The PES was recently studied in Slovenia with a more stringent definition: at least two new or exacerbated symptoms at follow-up, or at least one objective neurological symptom.⁵⁶ Among 304 patients with TBE, tick-borne meningitis, or tick-borne meningoencephalitis, 127 (42%) had PES at 6 months after discharge while 68 of 207 patients (32%) had PES after 12 months. The global picture of sequelae improved after 12 months, with fewer cases with severe PES and more of those with mild PES. During the final follow-up visit (performed after various intervals), 58% of patients reported at least one subjective symptom, most frequently headaches (31%), memory/concentration disorders (21%), and emotional lability (14%). The following objective symptoms were less frequent (6% of all patients): 3% with paresis/paralysis, and 1% with tremors, 1% with hearing loss, and 1% with visual deficits. The patients had a decreased QOL compared with a control group.⁵⁶

The sequelae following TBE are more severe in cases of encephalomyelitis. In a German case series of 57 patients, 19% had fully recovered at 10 years after TBE while 51% still reported sequelae on follow-up.⁵⁴

Japanese encephalitis

JE is the most frequent epidemic encephalitis worldwide, and it has the highest burden, especially in low- and middle-income countries with less access to healthcare. JE most frequently affects children, but elderly persons can also present with acute neuroinvasive infections. The disease can also be seen in adults who recently settled in areas where the virus is present or among unvaccinated travelers to endemic areas. A study found that 81% of 16 patients with JE had a decreased score on the MMSE at 3 months after discharge.⁵⁷

Sequelae following JE can affect the cognitive, behavioral, and neurological domains. Most studies of the sequelae following JE have focused on children. However, late sequelae in adult patients were found in a study enrolling patients at 14 years after JE in India.⁵⁸ Among 453 of 651 patients with psychiatric disorders at discharge, including hallucinations and delusions, 78% had improved during the first year and 98% had by 5 years, but 2% still reported restlessness after 14 years. Depression was observed in 34% of these 453 patients with psychiatric disorders at discharge, but 99% of them had fully recovered from depression after 5 years. In the same cohort, 514 of 651 patients presented with speech disorders at discharge, and 95% of 203 who were followed up over 14 years recovered. Among the 174 patients who initially presented with a parkinsonian syndrome encompassing dysarthria and monotonous speech, only 56% had returned to their premorbid speech ability at the end of the follow-up.⁵⁸ Hyperkinetic movements (71 of 338 patients, 21%) including tremors (98 of 174 patients, 56%) were frequent at discharge, but had improved in 95% of patients after 14 years. Comparable proportions and evolution trends were seen for limb paralysis (151 of 485 patients, 31%) and corticospinal signs (334 of 485 patients, 69%).⁵⁸ Although most patients improved significantly over time, 14 (3%) showed no improvement after 14 years, with 4 being bedridden, 9 having coarse tremors, and 1 suffering from other movement disorders. In that study, 381 of 651 patients (59%) had initial cognitive impairment, including concentration disorders, memory disorders, impaired capacity for reasoning and judgement, decreased scores on IQ scales, and inability to count or use cash.⁵⁸ The deficits on IQ scales had improved in 98% of patients by 5 years, except for memory remaining impaired in 16 of 370 patients (4%) at the end of follow-up.

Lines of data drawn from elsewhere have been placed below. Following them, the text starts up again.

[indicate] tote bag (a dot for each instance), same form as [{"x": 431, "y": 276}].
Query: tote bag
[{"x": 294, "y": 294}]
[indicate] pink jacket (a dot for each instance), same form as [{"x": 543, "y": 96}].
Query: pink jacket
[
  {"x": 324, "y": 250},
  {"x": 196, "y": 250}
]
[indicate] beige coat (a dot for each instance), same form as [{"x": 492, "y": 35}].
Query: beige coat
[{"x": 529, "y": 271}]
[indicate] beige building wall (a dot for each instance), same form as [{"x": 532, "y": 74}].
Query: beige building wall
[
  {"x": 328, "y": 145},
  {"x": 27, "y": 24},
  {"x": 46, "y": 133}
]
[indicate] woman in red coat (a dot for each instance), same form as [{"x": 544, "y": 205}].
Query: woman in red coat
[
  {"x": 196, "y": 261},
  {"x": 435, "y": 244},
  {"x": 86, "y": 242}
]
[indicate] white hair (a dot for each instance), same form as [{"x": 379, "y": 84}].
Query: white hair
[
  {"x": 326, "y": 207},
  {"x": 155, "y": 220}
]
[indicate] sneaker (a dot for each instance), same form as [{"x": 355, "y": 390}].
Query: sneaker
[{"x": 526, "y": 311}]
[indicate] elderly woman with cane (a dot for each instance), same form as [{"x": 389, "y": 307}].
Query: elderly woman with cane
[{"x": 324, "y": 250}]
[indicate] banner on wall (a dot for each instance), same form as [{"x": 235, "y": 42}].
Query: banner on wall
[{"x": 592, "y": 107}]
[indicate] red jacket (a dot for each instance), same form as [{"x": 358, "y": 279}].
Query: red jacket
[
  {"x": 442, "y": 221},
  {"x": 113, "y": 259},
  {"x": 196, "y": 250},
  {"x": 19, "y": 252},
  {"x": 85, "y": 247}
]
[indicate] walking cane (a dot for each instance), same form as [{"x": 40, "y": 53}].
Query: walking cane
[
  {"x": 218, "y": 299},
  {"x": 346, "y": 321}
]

A recent Chinese cohort study including 35 adults among 85 JE patients found that neurological and cognitive sequelae were more frequent in adult patients than children at follow-ups performed 1 to 8 years after discharge.³⁰ Sensory disorders were seen in 60% of 35 adults, motor disorders in 41%, aphasia in 14%, and epilepsy in 6%. General, verbal, and performance IQ scores were lower than 70 in 37% of adult patients, and 72% had memory disorders. The global functioning was impaired in 70% of adult patients, with 32% exhibiting severe impairment as measured using the LOS.

Other infectious causes of encephalitis

Alphaviruses

Eastern equine encephalitis is a rarely reported but probably underrecognized arboviral disease, with 36 cases reported in North America from 1988 to 1994.⁵⁹ Eight of the 23 survivors had permanent moderate-to-severe sequelae, consisting of spastic paralysis, intellectual impairment, and personality changes. Among the cases reported to the US Centers for Disease Control and Prevention, the CFR was 36%, with only 1 of 36 patients fully recovering and 8 presenting with moderate-to-severe sequelae.⁵⁹

Nipah virus

Nipah virus emerged in the late 1990s in Malaysia and Singapore during a major outbreak, and has more recently been recognized as an important cause of encephalitis in Bangladesh.⁶⁰ During the 1999 outbreak in Malaysia, 30 of 94 patients (32%) hospitalized with Nipah virus encephalitis died during hospitalization, while 50 (53%) fully recovered and 14 (15%) were discharged with sequelae or persistent symptoms.⁶¹ Five patients were in a vegetative state, while two were discharged with cognitive impairment requiring permanent assistance, three with mild cognitive impairment, three with cerebellar disorders, and two with encephalitis relapses with persistent deficits.

Only one of eight patients infected during the 1999 outbreak in Singapore who were evaluated at 2 years after encephalitis onset had no sequelae, while five experienced major depression, two had personality changes, and two reported chronic fatigue syndrome.⁶² All seven patients with sequelae had impaired memory, which was mostly visual memory but some also had impairment of verbal memory. Two of the seven patients who had worked before contracting encephalitis were unable to resume work: one due to leg weakness and the other due to major memory impairment and fatigue.

In Bangladesh, 17 patients with a history of Nipah virus encephalitis between 2001 to 2004 were assessed for sequelae in 2005 and 2006.⁶⁰ Follow-up examinations of these 17 patients revealed that 7 (32%) had moderate-to-severe sequelae, while 4 had cognitive dysfunction, 2 had ataxia, 2 had focal weakness, 1 had cervical dystonia, and 1 had facial weakness and dysarthria. Four patients experienced symptoms after discharge: oculomotor impairment in three and cervical dystonia in one. In self-assessments, about 70% reported chronic fatigue, 60% mood disorders, and 40% behavioral disorders.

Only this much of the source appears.